2021/09/21 12:46:42 DEBUG : data/archive/2016/10/18/9/625CCCAA/F5FAC885/626AC4D1: Excluded from sync (and deletion)
2021/09/21 12:46:42 DEBUG : data/archive/2016/10/18/9/625CCCAA/F5FAC885/EAEDD487: Excluded from sync (and deletion)
2021/09/21 12:46:42 DEBUG : data/archive/2016/10/18/9/625CCCAA/F5FAC885/EAEDD488: Excluded from sync (and deletion)
2021/09/21 12:46:42 DEBUG : data/archive/2016/10/18/9/625CCCAA/F5FAC885/EAEDD489: Excluded from sync (and deletion)
2021/09/21 12:46:42 DEBUG : data/archive/2016/10/18/9/625CCCAA/F5FAC885/EAEDD48A: Excluded from sync (and deletion)
2021/09/21 12:46:42 DEBUG : data/archive/2016/10/18/9/625CCCAA/F5FAC885/EAEDD48B: Excluded from sync (and deletion)
2021/09/21 12:46:42 DEBUG : data/archive/2016/10/18/9/625CCCAA/F5FAC885/EAEDD48C: Excluded from sync (and deletion)
2021/09/21 12:46:42 DEBUG : data/archive/2016/10/18/9/625CCCAA/F5FAC885/EAEDD48D: Excluded from sync (and deletion)
cberni
(Cristiano Albiero Berni)
September 22, 2021, 12:59am
12
I'm testing here and "Excluded from sync (and deletion)" is shown when using --include-from or --max-age and I'm using both.

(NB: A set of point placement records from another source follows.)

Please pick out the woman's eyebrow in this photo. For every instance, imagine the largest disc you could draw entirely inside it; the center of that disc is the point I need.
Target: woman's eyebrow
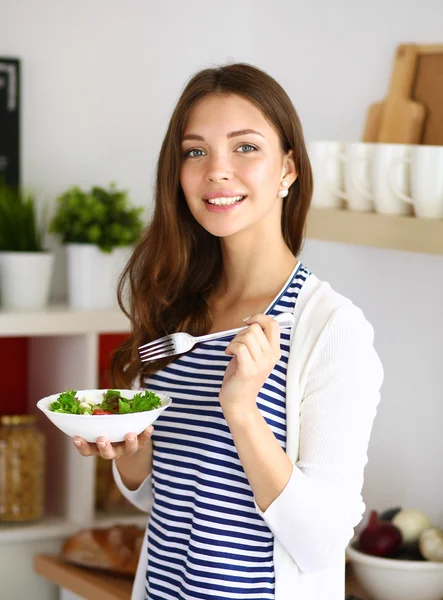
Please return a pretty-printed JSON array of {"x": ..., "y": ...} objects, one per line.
[{"x": 231, "y": 134}]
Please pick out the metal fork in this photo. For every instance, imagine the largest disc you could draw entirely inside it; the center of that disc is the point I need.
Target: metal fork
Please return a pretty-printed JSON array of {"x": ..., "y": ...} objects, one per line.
[{"x": 178, "y": 343}]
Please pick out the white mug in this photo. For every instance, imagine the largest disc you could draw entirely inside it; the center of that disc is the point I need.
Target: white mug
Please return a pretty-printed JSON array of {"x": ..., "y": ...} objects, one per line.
[
  {"x": 358, "y": 188},
  {"x": 390, "y": 178},
  {"x": 327, "y": 169},
  {"x": 426, "y": 164}
]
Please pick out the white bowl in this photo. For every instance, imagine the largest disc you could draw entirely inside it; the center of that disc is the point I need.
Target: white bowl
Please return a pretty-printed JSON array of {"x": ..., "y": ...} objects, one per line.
[
  {"x": 394, "y": 579},
  {"x": 114, "y": 427}
]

It seems is reading all files on backend (millions) that is not local anymore just to say it is excluded.
Is there a way to rclone copy with --include-from and --max-age that don't check files are only in backend (don't sync)?
cberni
(Cristiano Albiero Berni)
September 22, 2021, 1:21am
13
--no-traverse did the job. Thanks a lot.
ncw
(Nick Craig-Wood)
September 23, 2021, 10:53am
14
Yes --no-traverse
means that rclone will try to find each file individually.
This is usually less efficient that not using it with google drive but whether it is or isn't depends on the pattern of updated files. If you have lots of files being updated in one directory the --no-traverse
is a loss, whereas if you have files being updated all over the place then it can be a win.
1 Like
system
(system)
Closed
September 26, 2021, 10:54am
15
This topic was automatically closed 3 days after the last reply. New replies are no longer allowed.